CoCosNet v2: Full-Resolution Correspondence Learning for Image Translation

Overview

CoCosNet v2: Full-Resolution Correspondence Learning for Image Translation (CVPR 2021, oral presentation)

teaser

CoCosNet v2: Full-Resolution Correspondence Learning for Image Translation
CVPR 2021, oral presentation
Xingran Zhou, Bo Zhang, Ting Zhang, Pan Zhang, Jianmin Bao, Dong Chen, Zhongfei Zhang, Fang Wen

Paper | Slides

Abstract

We present the full-resolution correspondence learning for cross-domain images, which aids image translation. We adopt a hierarchical strategy that uses the correspondence from coarse level to guide the fine levels. At each hierarchy, the correspondence can be efficiently computed via PatchMatch that iteratively leverages the matchings from the neighborhood. Within each PatchMatch iteration, the ConvGRU module is employed to refine the current correspondence considering not only the matchings of larger context but also the historic estimates. The proposed CoCosNet v2, a GRU-assisted PatchMatch approach, is fully differentiable and highly efficient. When jointly trained with image translation, full-resolution semantic correspondence can be established in an unsupervised manner, which in turn facilitates the exemplar-based image translation. Experiments on diverse translation tasks show that CoCosNet v2 performs considerably better than state-of-the-art literature on producing high-resolution images.

Installation

First please install dependencies for the experiment:

pip install -r requirements.txt

We recommend to install Pytorch version after Pytorch 1.6.0 since we made use of automatic mixed precision for accelerating. (we used Pytorch 1.7.0 in our experiments)

Prepare the dataset

First download the Deepfashion dataset (high resolution version) from this link. Note the file name is img_highres.zip. Unzip the file and rename it as img.
If the password is necessary, please contact this link to access the dataset.
We use OpenPose to estimate pose of DeepFashion(HD). We offer the keypoints detection results used in our experiment in this link. Download and unzip the results file.
Since the original resolution of DeepfashionHD is 750x1101, we use a Python script to process the images to the resolution 512x512. You can find the script in data/preprocess.py. Note you need to download our train-val split lists train.txt and val.txt from this link in this step.
Download the train-val lists from this link, and the retrival pair lists from this link. Note train.txt and val.txt are our train-val lists. deepfashion_ref.txt, deepfashion_ref_test.txt and deepfashion_self_pair.txt are the paring lists used in our experiment. Download them all and move below the folder data/.
Finally create the root folder deepfashionHD, and move the folders img and pose below it. Now the the directory structure is like:

deepfashionHD
│
└─── img
│   │
│   └─── MEN
│   │   │   ...
│   │
│   └─── WOMEN
│       │   ...
│   
└─── pose
│   │
│   └─── MEN
│   │   │   ...
│   │
│   └─── WOMEN
│       │   ...

Inference Using Pretrained Model

The inference results are saved in the folder checkpoints/deepfashionHD/test. Download the pretrained model from this link.
Move the models below the folder checkpoints/deepfashionHD. Then run the following command.

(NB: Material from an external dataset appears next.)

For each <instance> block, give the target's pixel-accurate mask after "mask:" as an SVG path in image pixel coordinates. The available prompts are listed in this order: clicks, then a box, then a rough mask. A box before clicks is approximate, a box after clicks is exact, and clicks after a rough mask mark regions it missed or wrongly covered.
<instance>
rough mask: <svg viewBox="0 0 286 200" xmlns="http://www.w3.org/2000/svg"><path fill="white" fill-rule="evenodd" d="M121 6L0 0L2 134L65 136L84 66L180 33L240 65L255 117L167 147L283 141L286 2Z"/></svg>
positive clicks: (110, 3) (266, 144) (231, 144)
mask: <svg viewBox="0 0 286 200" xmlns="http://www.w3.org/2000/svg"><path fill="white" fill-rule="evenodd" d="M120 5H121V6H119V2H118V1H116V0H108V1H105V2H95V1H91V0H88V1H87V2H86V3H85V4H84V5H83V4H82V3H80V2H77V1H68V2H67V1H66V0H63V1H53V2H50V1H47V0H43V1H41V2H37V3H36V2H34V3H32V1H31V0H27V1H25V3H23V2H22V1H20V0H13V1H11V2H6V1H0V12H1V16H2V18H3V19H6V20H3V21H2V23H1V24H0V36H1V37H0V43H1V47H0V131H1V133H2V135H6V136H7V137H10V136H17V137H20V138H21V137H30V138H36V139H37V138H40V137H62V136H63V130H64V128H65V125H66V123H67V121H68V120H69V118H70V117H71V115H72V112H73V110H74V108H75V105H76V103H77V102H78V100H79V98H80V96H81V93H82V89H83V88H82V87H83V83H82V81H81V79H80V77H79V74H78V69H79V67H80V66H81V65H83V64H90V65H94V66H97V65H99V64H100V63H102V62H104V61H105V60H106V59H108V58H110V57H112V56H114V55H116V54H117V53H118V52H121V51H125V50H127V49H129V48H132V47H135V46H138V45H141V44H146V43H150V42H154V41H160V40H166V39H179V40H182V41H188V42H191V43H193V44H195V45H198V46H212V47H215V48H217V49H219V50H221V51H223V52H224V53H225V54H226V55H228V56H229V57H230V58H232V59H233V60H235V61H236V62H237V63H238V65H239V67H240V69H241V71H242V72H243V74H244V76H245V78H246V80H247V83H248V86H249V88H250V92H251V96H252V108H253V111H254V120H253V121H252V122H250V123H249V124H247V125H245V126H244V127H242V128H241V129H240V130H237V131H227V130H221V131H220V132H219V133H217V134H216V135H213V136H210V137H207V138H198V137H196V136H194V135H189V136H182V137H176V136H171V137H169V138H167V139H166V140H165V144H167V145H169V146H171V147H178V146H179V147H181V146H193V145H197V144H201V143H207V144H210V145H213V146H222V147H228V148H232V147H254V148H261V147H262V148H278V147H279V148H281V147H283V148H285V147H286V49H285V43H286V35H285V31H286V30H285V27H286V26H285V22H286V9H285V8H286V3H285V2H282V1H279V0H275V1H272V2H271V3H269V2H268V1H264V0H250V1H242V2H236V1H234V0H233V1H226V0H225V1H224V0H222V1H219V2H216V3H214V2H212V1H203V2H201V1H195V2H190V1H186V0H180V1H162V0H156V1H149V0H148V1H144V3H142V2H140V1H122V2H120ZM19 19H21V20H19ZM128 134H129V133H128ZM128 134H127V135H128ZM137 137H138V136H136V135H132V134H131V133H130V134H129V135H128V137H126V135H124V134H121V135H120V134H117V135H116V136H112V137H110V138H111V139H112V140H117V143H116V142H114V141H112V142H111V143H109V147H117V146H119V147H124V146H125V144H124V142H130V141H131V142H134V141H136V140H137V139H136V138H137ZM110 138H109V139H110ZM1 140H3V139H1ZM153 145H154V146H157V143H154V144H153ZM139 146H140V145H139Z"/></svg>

python test.py --name deepfashionHD --dataset_mode deepfashionHD --dataroot dataset/deepfashionHD --PONO --PONO_C --no_flip --batchSize 8 --gpu_ids 0 --netCorr NoVGGHPM --nThreads 16 --nef 32 --amp --display_winsize 512 --iteration_count 5 --load_size 512 --crop_size 512

The inference results are saved in the folder checkpoints/deepfashionHD/test.

Training from scratch

Make sure you have prepared the DeepfashionHD dataset as the instruction.
Download the pretrained VGG model from this link, move it to vgg/ folder. We use this model to calculate training loss.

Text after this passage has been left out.